I'm learning the well known sorting algorithms and implementing them myself. I have recently done merge sort and the code I have is:
def merge(l, r, direction):
# print('merging')
# print(l, r)
# adding infinity to end of list so we know when we've hit the bottom of one pile
l.append(inf)
r.append(inf)
A = []
i, j = 0, 0
while (i < len(l)) and (j < len(r)):
if l[i] <= r[j]:
A.append(l[i])
i += 1
else:
A.append(r[j])
j += 1
# removing infinity from end of list
A.pop()
return(A)
def merge_sort(num_lst, direction='increasing', level=0):
if len(num_lst) > 1:
mid = len(num_lst)//2
l = num_lst[:mid]
r = num_lst[mid:]
l = merge_sort(l, level=level + 1)
r = merge_sort(r, level=level + 1)
num_lst = merge(l, r, direction)
return num_lst
What I have seen in other implementations that differs from my own is in the merging of lists. Where I just create a blank list and append elements in numerical order other pass the preexisting into merge and overwrite each element to create a list in numerical order. Something like:
def merge(arr, l, m, r):
n1 = m - l + 1
n2 = r- m
# create temp arrays
L = [0] * (n1)
R = [0] * (n2)
# Copy data to temp arrays L[] and R[]
for i in range(0 , n1):
L[i] = arr[l + i]
for j in range(0 , n2):
R[j] = arr[m + 1 + j]
# Merge the temp arrays back into arr[l..r]

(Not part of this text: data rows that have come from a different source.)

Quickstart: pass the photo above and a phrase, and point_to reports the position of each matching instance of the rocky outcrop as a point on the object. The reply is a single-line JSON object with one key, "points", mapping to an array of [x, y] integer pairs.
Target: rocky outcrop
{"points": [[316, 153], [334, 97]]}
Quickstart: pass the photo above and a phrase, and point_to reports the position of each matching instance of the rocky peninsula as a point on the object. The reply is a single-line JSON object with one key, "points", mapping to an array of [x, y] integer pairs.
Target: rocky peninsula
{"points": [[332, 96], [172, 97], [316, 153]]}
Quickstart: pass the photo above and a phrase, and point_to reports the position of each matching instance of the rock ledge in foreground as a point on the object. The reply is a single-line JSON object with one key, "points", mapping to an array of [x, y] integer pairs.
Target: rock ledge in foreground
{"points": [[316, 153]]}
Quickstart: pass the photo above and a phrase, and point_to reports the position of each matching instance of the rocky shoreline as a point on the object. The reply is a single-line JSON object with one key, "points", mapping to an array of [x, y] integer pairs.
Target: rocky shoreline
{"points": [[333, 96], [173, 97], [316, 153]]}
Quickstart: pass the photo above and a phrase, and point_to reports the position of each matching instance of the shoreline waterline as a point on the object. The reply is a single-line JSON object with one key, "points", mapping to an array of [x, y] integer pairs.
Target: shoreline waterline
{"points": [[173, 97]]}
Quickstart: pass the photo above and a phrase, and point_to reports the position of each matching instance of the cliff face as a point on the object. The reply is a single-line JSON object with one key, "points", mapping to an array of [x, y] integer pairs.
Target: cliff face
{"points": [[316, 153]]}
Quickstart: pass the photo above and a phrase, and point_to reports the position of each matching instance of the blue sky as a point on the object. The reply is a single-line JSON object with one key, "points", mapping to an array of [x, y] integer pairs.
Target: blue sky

i = 0 # Initial index of first subarray
j = 0 # Initial index of second subarray
k = l # Initial index of merged subarray
while i < n1 and j < n2 :
if L[i] <= R[j]:
arr[k] = L[i]
i += 1
else:
arr[k] = R[j]
j += 1
k += 1
# Copy the remaining elements of L[], if there
# are any
while i < n1:
arr[k] = L[i]
i += 1
k += 1
# Copy the remaining elements of R[], if there
# are any
while j < n2:
arr[k] = R[j]
j += 1
k += 1
I'm curious about the following:
Problem
Is using a append() on a blank list a bad idea? By my understanding when python creates a list it grabs a certain size chunk of memory and if our list grows beyond that copies the list to a different and larger section of memory (which seems it would be pretty high cost if it happened even once for a large list let alone repeatedly).
Is there just a higher cost to using append() compared to accessing a list by index? It would seemed to me append would be able to do things at a fairly low cost.